У нас получилось. У меня получилось. Я не только гарпиям могу приказывать…людям, получается, тоже. Не приказывать, нет. Я даже не знаю, как это назвать.
Тимур сказал, что я могу чистить души. Звучит глупо, конечно. Но как иначе это назвать, ни он, ни я не знаем.
Одно я знаю наверняка. У Валерки будет дом. И мать. Старые обиды не забудешь, но новых не случится больше никогда.
— Кир, — осторожно трогает меня за плечо Тимур, — Приехали. Пойдем.
Дома я сразу же вырубаюсь, устроившись на диване. Оказалось, это отнимает много сил, намного больше, чем я потратил, приказывая гарпии. Уже засыпая, чувствую, как кто-то накрывает меня одеялом.

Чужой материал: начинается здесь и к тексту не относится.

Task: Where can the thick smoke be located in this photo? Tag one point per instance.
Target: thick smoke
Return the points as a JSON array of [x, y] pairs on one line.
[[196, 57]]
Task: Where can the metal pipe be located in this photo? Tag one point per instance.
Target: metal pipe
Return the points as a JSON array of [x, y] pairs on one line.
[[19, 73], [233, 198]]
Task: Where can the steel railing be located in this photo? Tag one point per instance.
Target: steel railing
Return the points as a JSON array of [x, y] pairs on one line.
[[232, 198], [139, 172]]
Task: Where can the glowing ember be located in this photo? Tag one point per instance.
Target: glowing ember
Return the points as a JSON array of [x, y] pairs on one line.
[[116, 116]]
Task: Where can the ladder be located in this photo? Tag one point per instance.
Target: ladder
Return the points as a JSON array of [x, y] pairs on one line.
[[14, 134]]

Тимур бы так делать не стал. Значит, Сашка.
Мне снится Замок.
Я хожу по его пустынным переходам и галереям и смотрю, сощурившись, на яркое горное солнце. Я знаю там каждый камень, каждый поворот, каждую дверь. Я почти слышу смех близнецов, строгий голос Леку, почти вижу солнечную улыбку Фионы и сотню тоненьких черных косичек Айше. Будто еще секунду назад все были здесь, но сейчас спрятались, чтобы выскочить из-за угла и поздравить с возвращением.
Я всему научился. Дружить, и даже любить учусь понемногу. Принимать решения. Не оглядываться на прошлое.
Ходить и летать.
Спасибо тебе, Замок.
И прощай.
И ты прощай, Кир, шепчет ветер, гуляющий по коридорам и переходам. Лети.
Я просыпаюсь от того, что меня кто-то трясет.
— Кир, Кир, проснись. Пожалуйста! — я открываю глаза и вижу перед собой Сашкино лицо.
— Что? Что случилось?
Уже стемнело, поздний вечер. Саша рывком включает свет и садится передо мной.
— Тимур…он…
— Что? — резко встаю. Воображение сразу же рисует все самое плохое.
— Он уехал куда-то, только что, просил тебя не будить. Он странный какой-то был. Я спросила куда он, а он не ответил.
Мне становится спокойней. Мало ли куда он мог уехать, может к тетке на ночь, чтобы не теряли.
— Ну и что ты кипеж навела? — спрашиваю я, — Он же у тетки ночует обычно, не здесь живет.
Сашка берет меня за руку.
— Пойдем.
В комнате Тимура на столе, на кровати, повсюду, разбросаны фотографии. Мне хватает взгляда, чтобы понять, кто на них изображен. Улыбающиеся лица, взгляды. Семья.
Я вспоминаю его слова.
Я найду того ублюдка на "Паджеро" и уничтожу. Мне надо летать.